用語集
「特異性」とは?
別名・英語表記:specificity
分析法において、共存する不純物・分解物・添加剤などが存在しても目的成分だけを正確に測定できる能力。
別名・英語表記:specificity
分析法において、共存する不純物・分解物・添加剤などが存在しても目的成分だけを正確に測定できる能力。
特異性とは、目的成分だけを選び出して測定できる分析法の能力です。バイオ医薬品では二重特異性抗体やADCのように標的が複数・構造が複雑な分子が増えており、「本当に意図した標的だけを捉えているか」を確かめることが、開発・評価の精度を左右します。

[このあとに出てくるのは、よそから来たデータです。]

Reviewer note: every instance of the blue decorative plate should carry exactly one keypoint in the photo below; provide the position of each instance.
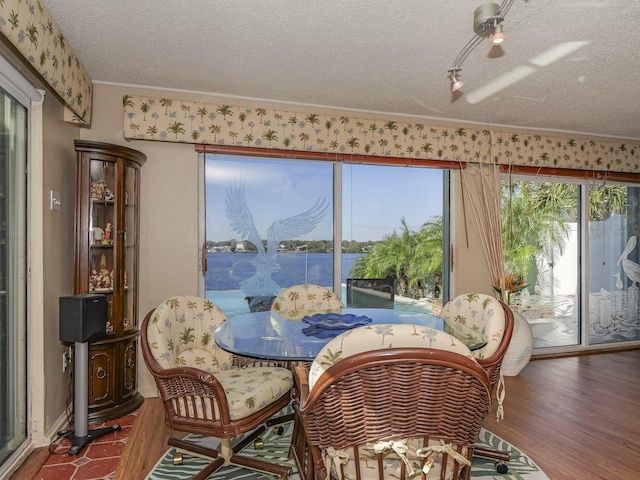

特異性が問われる場面を理解するには、二重特異性抗体を例に取ると分かりやすいです。二重特異性抗体は二つのアームがそれぞれ正しく標的に結合して初めて設計意図を満たし、片方だけの結合では意味がありません。つまり測定が「目的の結合だけを拾えているか」を問うのが特異性であり、複数の標的が絡む分子ほど、個々の結合をきちんと区別できているかどうかが問われます。
フローサイトメトリーを使った評価では、標的陽性の細胞と陰性の細胞を並べることで結合の特異性を確認できます。陽性細胞にだけシグナルが出るかを見ることで、目的外の成分に反応していないかを判断するわけです。ADCの評価においても、抗原量や内在化の程度が細胞ごとに異なるため、特異性の確認は「どの細胞で・どれだけ機能しているか」という細胞差の読み取りと一体になって行われます。
この定義はProglenth編集部が一般的・基礎的な内容として整理したものです。実際の管理基準・要件は製品・企業・各極の規制により異なります。 正確な運用は各極の薬局方・ガイドライン(ICH/GMP等)やメーカーの一次情報をご確認ください。